My psychotherapist colleagues knew it was coming, but Saturday’s Times confirmed it: the severe symptoms of anxiety, despair, and even sucidality they’re calling “recession psychosis”— not a formal DSM diagnosis— but descriptive enough.

Studies of unemployment reflect that downsizing is the only traumatizing life event which prevents sufferers from returning to their pre-morbid ‘setpoint” of emotional satisfaction: once fired, you don’t return to your previous levels of happiness.
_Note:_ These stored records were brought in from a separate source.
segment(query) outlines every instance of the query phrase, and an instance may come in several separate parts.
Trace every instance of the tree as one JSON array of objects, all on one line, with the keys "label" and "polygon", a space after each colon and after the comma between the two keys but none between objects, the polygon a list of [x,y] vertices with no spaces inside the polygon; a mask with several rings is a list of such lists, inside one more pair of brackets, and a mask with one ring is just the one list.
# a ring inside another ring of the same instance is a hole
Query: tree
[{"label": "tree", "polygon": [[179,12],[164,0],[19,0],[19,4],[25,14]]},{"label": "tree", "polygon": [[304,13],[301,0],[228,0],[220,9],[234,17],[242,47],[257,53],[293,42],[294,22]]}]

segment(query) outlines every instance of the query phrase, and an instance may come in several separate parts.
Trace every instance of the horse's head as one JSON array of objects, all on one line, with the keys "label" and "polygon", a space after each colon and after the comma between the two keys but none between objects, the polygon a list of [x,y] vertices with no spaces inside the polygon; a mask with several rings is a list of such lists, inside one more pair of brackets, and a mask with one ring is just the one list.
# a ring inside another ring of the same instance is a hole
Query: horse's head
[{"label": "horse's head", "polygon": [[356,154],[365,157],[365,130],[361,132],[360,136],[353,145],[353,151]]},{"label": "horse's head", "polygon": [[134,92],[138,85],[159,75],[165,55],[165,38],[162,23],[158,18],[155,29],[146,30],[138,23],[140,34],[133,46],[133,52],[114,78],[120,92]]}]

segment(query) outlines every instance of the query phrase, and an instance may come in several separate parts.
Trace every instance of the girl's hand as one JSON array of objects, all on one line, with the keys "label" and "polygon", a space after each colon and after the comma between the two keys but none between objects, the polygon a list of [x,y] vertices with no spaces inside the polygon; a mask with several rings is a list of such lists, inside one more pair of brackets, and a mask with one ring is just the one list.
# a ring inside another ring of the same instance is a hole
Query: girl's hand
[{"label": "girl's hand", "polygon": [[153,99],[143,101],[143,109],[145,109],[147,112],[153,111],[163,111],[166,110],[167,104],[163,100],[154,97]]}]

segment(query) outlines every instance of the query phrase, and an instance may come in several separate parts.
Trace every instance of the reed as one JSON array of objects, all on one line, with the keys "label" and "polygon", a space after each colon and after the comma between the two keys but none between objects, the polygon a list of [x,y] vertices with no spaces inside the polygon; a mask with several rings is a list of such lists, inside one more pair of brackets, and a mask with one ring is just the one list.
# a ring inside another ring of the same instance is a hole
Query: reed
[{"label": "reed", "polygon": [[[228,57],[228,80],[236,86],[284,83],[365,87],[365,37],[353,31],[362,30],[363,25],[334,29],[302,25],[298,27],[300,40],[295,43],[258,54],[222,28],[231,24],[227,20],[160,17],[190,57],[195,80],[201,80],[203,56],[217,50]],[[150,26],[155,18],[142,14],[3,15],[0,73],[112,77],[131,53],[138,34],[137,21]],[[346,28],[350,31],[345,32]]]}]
The insecurity gets under your skin, staying with you.

It begins here: not only perhaps within 10-day stays in posh psychiatric spas, but also reflected in the 30% jump in calls, last year, to suicide hotlines; and in the increase of economically-based narratives on presentation to therapists—- citing real home loss, real job loss, and the anticipation of both, as the environmental stressors pushing one’s mental equilibrium over the line.
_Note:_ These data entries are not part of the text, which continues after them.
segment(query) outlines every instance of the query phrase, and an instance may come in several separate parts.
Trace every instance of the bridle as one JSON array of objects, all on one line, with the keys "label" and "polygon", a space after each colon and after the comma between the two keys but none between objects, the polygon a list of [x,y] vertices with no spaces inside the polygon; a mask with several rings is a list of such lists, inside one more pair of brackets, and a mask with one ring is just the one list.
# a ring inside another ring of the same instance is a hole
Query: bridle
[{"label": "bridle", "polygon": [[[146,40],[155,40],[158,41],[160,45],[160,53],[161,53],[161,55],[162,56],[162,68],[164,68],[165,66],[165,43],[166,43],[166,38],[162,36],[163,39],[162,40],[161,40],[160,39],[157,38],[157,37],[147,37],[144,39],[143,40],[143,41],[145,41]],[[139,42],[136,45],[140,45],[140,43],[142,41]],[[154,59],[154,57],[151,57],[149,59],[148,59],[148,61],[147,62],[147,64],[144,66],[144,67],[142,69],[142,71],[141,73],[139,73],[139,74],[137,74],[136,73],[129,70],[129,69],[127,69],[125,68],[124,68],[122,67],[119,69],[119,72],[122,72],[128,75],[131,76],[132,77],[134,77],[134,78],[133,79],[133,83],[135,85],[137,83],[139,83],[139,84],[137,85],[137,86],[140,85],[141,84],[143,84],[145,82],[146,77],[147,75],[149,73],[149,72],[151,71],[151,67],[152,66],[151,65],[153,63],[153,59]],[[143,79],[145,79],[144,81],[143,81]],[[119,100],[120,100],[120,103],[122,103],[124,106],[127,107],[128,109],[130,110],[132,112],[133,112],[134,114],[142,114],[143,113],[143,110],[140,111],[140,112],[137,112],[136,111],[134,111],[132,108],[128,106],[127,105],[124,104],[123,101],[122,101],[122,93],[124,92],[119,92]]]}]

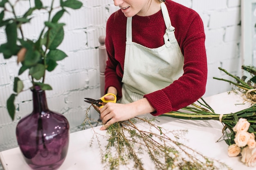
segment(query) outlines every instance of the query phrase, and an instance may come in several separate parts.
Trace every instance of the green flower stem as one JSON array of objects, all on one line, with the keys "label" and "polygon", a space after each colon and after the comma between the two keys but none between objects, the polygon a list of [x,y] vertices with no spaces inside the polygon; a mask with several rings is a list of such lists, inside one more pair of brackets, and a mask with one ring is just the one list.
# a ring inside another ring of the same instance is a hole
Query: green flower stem
[{"label": "green flower stem", "polygon": [[248,86],[248,84],[247,84],[244,81],[241,80],[241,79],[238,78],[238,77],[237,77],[236,76],[235,76],[234,75],[232,75],[232,74],[231,74],[231,73],[229,73],[227,71],[226,71],[226,70],[222,68],[221,67],[218,67],[218,68],[219,68],[219,69],[220,69],[220,70],[223,71],[224,73],[225,73],[226,74],[227,74],[227,75],[229,75],[229,76],[231,76],[232,77],[233,77],[235,79],[236,79],[236,81],[238,81],[238,82],[240,82],[242,85],[244,85],[244,86]]},{"label": "green flower stem", "polygon": [[[213,79],[218,79],[219,80],[222,80],[222,81],[224,81],[225,82],[228,82],[229,83],[233,84],[234,85],[238,87],[240,87],[241,88],[243,88],[243,89],[244,89],[245,90],[247,89],[251,89],[253,88],[252,87],[251,87],[249,86],[247,84],[238,84],[238,83],[235,83],[234,82],[233,82],[230,80],[229,80],[224,79],[222,79],[222,78],[215,77],[213,77]],[[236,79],[238,79],[236,78]]]},{"label": "green flower stem", "polygon": [[256,75],[256,70],[254,66],[243,65],[242,66],[242,69],[245,70],[254,75]]}]

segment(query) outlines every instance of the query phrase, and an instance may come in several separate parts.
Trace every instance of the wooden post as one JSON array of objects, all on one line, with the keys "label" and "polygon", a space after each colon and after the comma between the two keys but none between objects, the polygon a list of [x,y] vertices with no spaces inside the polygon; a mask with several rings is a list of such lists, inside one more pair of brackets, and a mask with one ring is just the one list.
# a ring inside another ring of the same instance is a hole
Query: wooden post
[{"label": "wooden post", "polygon": [[105,71],[106,68],[106,62],[108,60],[108,54],[105,46],[105,36],[100,36],[99,42],[100,44],[99,47],[99,78],[101,96],[105,94]]}]

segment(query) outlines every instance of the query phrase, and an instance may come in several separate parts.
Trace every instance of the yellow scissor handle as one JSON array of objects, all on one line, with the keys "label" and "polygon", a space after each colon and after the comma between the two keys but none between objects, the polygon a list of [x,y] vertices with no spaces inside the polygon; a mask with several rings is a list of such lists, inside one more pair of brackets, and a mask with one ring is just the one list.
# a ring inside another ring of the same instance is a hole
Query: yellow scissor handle
[{"label": "yellow scissor handle", "polygon": [[[105,96],[108,96],[109,95],[112,95],[112,96],[113,96],[115,97],[115,99],[114,100],[105,100]],[[106,95],[103,95],[103,96],[102,96],[101,98],[101,100],[102,100],[102,102],[111,102],[111,103],[116,103],[117,102],[117,96],[116,96],[115,94],[113,94],[113,93],[107,93]],[[101,108],[102,107],[103,107],[104,106],[100,106],[100,108]]]}]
Unfortunately, while enormously beneficial, conventional “insight” therapies are generally unable to address the core of emotional coping. What is necessary for behavioral change (after remediation of the more severe symptoms of major depression) is a different kind of repair. It is coping through the behavioral response of meaningful work.

Simply put, beyond psychotherapy to address our personal crises of meaning, we must create meaningful work to address the realities of personal and familial survival.